El diseño de la separación de poderes supone la exigencia de que el Poder Legislativo revisa al Ejecutivo, bajo el supuesto de que son diferentes poderes y, por ello, habrá objetividad en el escrutinio y la observación. Pues no es así. Y lo que impide que así sea, es la común pertenencia al mismo partido político de los agentes del Poder Ejecutivo y del Legislativo y su sometimiento a la disciplina partidista. Y dicha pertenencia partidaria es el dispositivo mediante el cual se derrumba la separación de poderes. Las lealtades son extra-parlamentarias y obedecen a formas políticas no previstas por la ley. Para que exista verdadera y objetiva revisión de cuentas no debe haber relaciones de lealtad entre el poder revisado y el que revisa. Pero la lealtad existe por vía político partidaria indirecta, no por medios institucionales directos. Mientras esto no se modifique, la aprobación de las cuentas públicas será un teatro en el Legislativo. Y como es poco probable que se pueda hacer la separación partidaria entre los poderes, es decir, que no haya la común militancia entre legisladores y gobernantes, entonces deberemos optar por otras vías. Como es el caso de órganos ciudadanos no-partidarios que hagan la revisión bajo criterios e indicadores lo más objetivos posible. Y aun así es dudosa la efectividad, por la experiencia de órganos ciudadanos (como el INE) que sufrieron una partidización fáctica. Así, que la solución no es sencilla.

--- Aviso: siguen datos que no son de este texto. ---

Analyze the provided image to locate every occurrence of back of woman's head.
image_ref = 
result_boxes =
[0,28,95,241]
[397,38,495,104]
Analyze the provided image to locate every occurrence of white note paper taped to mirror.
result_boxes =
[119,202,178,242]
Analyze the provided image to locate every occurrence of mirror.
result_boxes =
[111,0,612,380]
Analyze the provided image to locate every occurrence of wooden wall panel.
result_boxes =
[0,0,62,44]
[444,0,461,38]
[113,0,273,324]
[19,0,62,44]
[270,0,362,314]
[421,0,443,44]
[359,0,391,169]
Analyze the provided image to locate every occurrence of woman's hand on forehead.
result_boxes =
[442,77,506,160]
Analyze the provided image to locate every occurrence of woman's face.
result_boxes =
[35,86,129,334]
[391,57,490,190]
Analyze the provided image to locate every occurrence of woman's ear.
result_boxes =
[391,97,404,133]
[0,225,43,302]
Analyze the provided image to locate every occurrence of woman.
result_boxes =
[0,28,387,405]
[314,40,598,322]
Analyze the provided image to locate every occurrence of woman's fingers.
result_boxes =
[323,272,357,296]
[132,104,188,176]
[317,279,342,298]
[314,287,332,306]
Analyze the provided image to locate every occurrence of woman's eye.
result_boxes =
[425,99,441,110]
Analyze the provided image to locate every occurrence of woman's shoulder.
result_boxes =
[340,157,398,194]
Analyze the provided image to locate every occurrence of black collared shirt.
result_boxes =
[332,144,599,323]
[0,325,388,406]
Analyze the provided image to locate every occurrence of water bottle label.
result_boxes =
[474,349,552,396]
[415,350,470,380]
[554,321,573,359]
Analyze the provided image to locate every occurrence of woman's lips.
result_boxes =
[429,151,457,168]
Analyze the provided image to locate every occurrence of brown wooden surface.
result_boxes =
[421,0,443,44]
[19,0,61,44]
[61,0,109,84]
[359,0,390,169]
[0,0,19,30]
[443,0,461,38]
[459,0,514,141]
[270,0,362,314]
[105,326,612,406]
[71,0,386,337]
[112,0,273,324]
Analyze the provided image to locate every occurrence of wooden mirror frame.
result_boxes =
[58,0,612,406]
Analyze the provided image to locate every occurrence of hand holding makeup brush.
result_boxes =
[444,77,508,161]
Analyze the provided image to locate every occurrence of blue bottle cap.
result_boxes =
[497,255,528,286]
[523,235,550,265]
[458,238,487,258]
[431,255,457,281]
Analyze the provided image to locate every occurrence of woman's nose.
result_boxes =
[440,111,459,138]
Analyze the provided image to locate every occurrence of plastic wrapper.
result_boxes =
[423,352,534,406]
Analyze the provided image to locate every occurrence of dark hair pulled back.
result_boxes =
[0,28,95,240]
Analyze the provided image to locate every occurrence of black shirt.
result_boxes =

Lo cierto es que por ahora, todas las irregularidades que pudieron cometerse han quedado salvadas. La impunidad ya es masiva, en paquete y democratizada (para todos los partidos). En años pasados se pudieron proteger los malos manejos administrativos por la inexistencia de la Ley de Responsabilidades gracias a una argucia legal que argumentaba la falta de la firma de Hiriartt Estrada. Ahora fue la estricta negociación política. ¿Y así será en los próximos años? ¿El saqueo seguirá al infinito? Ahora mismo había razonable presunción de responsabilidades por inflar artificialmente precios y costos de terrenos y servicios adquiridos, y ya quedaron borrados. No es gratuito que 100 por ciento de los casos de corrupción hayan sido sacados a la luz por medios de comunicación, y ninguno por los órganos oficiales de vigilancia. Estamos ante el fracaso institucional de rendición de cuentas. Y con pocas expectativas reales de que esto pueda cambiar en los próximos años. A menos que irrumpa una presencia ciudadana activa en el tema.